MLL binding to CDK inhibitor loci is reduced in the absence of menin. (A) Western blots for Mll and menin expression in cell lines used for ChIP. Although Men^-/- cells (lane 4, red) express lower levels of Mll than Men1 wild-type cells (lane 3, gray), Men^-/- cells with empty expression vector (lane 6, black) or menin expression vector (lane 5, light blue) show comparable levels of Mll expression. men, menin; vin, vinculin loading control. For comparison, Mll expression is also shown in Mll^+/+ (lane 1, dark blue) and Mll^-/- cells (lane 2, green). (B) ChIP with anti-MLL^C antibody quantitated with Real-Time PCR shows that Mll binding to the p27^Kip1 coding region is much higher in cells expressing menin. (C) Mll binding to the p18^Ink4c coding region is also much higher in cells expressing menin. Binding to both p27^Kip1 and p18^Ink4c is high in Mll^+/+ (dark blue), Men1^+/+ (gray), or Men1^-/- with menin reexpression (light blue) compared with Men1-null cells (Men1^-/-, red), or Men1^-/- with an empty expression vector (black). Negligible binding is detected in Mll^-/- cells or at the Gapdh locus in any cell type.
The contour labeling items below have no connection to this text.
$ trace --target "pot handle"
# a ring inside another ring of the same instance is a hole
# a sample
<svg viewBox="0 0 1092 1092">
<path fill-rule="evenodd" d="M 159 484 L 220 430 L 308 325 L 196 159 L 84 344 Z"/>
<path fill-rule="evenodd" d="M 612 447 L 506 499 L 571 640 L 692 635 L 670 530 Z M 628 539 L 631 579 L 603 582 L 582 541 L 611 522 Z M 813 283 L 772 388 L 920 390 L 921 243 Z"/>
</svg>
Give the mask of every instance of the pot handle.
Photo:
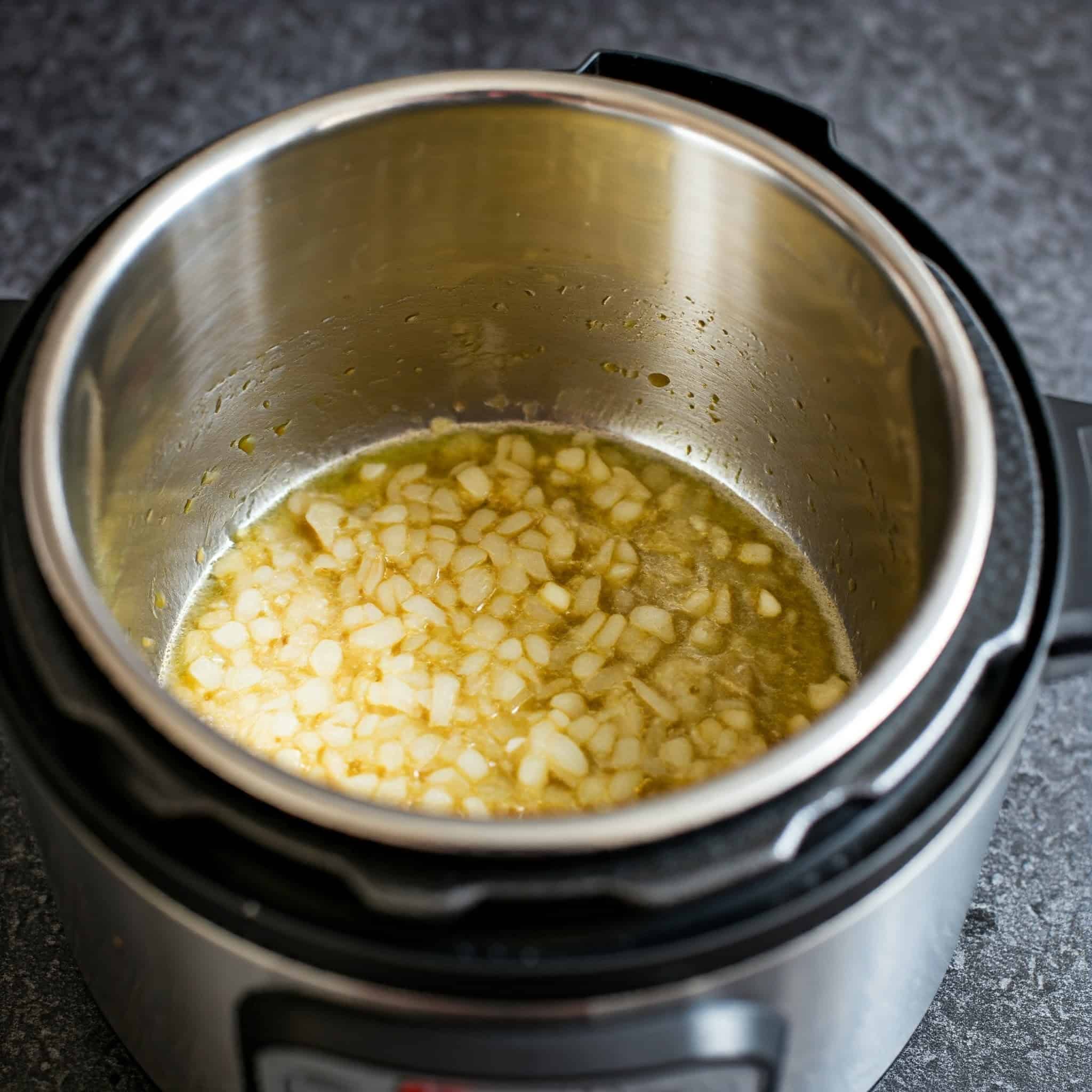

MEN1 tumors show decreased p27^Kip1 expression compared with normal endocrine tissues. (A-F) Immunoperoxidase staining for menin, MLL, and p27^Kip1 in pancreatic tissues from a representative MEN1 patient. (A) Immunoperoxidase staining shows that menin is expressed in most morphologically normal islet cells. Expression is almost totally abolished in adenoma from the same tissue section (D). (B) MLL is expressed in essentially all normal islet cells. Expression is markedly decreased in adenoma from the same tissue section (E). (C) Immunoperoxidase staining for p27^Kip1 shows high-level expression in 97% of islet cells (500 nuclei count). Expression is decreased both in number of cells (82%; 500 nuclei count) and intensity of staining in adenoma from the same tissue section(F). (G) Plot of percentage of p27^Kip1-negative cells in normal islets and islet tumors based on 500 nuclei counts (n = 7). The blue horizontal bar represents average percent negative cells. (H) Model for role of MLL in normal homeostasis through regulation of Hox genes and CDK inhibitors (see text).